Voyez l’entrevue intégrale dans la vidéo de cet article.
« En région, on est habitué à avoir des coûts de transport plus élevés, mais avec la hausse rapide du coût du diesel, chaque transport qui rentre ou sort de ma région coûte entre 500 $ et 600 $ supplémentaires », a indiqué celui qui est également président de l’UPA en Abitibi-Témiscamingue.
Les agriculteurs des régions périphériques sont « les canaris dans la mine » et présentement, « les canaris sont en train de plier les pattes, ils vont avoir besoin d’une bouffée d’air pur », a imagé l’agriculteur.
Selon le coup de sonde réalisé par l’UPA, 20 % des entreprises agricoles ont actuellement une mauvaise ou une très mauvaise santé financière, alors que la moitié d’entre elles anticipent une détérioration de leur situation au cours de la prochaine année.
Quatre entreprises sur dix indiquent que la hausse des taux d’intérêt pourrait les empêcher de respecter leurs obligations financières et 11 % prévoient arrêter ou fermer leur entreprise.
La situation financière est particulièrement difficile pour les agriculteurs de la relève, qui doivent subir l’impact de l’augmentation des taux d’intérêt.
« L’augmentation du coût des terres, des intrants et de la machinerie », combinée à celle des taux d’intérêt, constitue « une vraie bombe à retardement », selon la productrice laitière Julie Bissonnette.
« En cinq ans à la présidence de la fédération de la relève agricole du Québec (FRAQ), je n’ai jamais entendu autant de jeunes remettre en question leur avenir en agriculture », a ajouté la productrice laitière.
Elle est particulièrement inquiète de constater que plusieurs jeunes agriculteurs doivent se trouver un deuxième emploi pour subvenir à leurs besoins.
« En 2021, 44 % de la relève avait un travail à l’extérieur » et « si on regarde les démarrages, c’est 70 % de la relève qui doit avoir un autre emploi ».
Julie Bissonnette a souligné qu’il faut être passionné pour se lancer en agriculture, mais « il y a une limite à la passion, car la passion ne paie pas les comptes ».

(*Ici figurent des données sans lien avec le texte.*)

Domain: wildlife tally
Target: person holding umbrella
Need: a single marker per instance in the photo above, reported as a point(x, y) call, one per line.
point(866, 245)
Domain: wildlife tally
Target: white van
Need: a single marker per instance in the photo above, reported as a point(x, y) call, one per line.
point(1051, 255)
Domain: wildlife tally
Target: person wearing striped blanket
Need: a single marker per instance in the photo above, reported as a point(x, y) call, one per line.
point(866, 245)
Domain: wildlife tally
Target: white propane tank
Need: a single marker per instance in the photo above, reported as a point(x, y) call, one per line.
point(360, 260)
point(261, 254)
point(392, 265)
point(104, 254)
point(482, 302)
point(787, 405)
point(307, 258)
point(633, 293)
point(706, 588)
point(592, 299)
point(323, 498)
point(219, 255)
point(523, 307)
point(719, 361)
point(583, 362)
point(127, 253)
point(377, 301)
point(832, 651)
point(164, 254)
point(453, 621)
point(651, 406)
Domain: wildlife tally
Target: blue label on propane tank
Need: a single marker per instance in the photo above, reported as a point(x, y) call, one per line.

« Le nerf de la guerre dans ce type de production, c’est le pâturage », a ajouté Jean-Thomas Maltais, qui exploite une ferme de centaines de bovins à Saguenay.
L’augmentation de la valeur des terres agricoles, combinée à la hausse des taux d’intérêt, fait en sorte que les producteurs « sont à bout de souffle et il y en a qui abandonnent le combat », a expliqué le président des Producteurs de bovins du Québec.
Le porte-parole de l’opposition officielle en matière d’agriculture, André Fortin, a qualifié les résultats du sondage de l’UPA « d’épouvantablement inquiétants ».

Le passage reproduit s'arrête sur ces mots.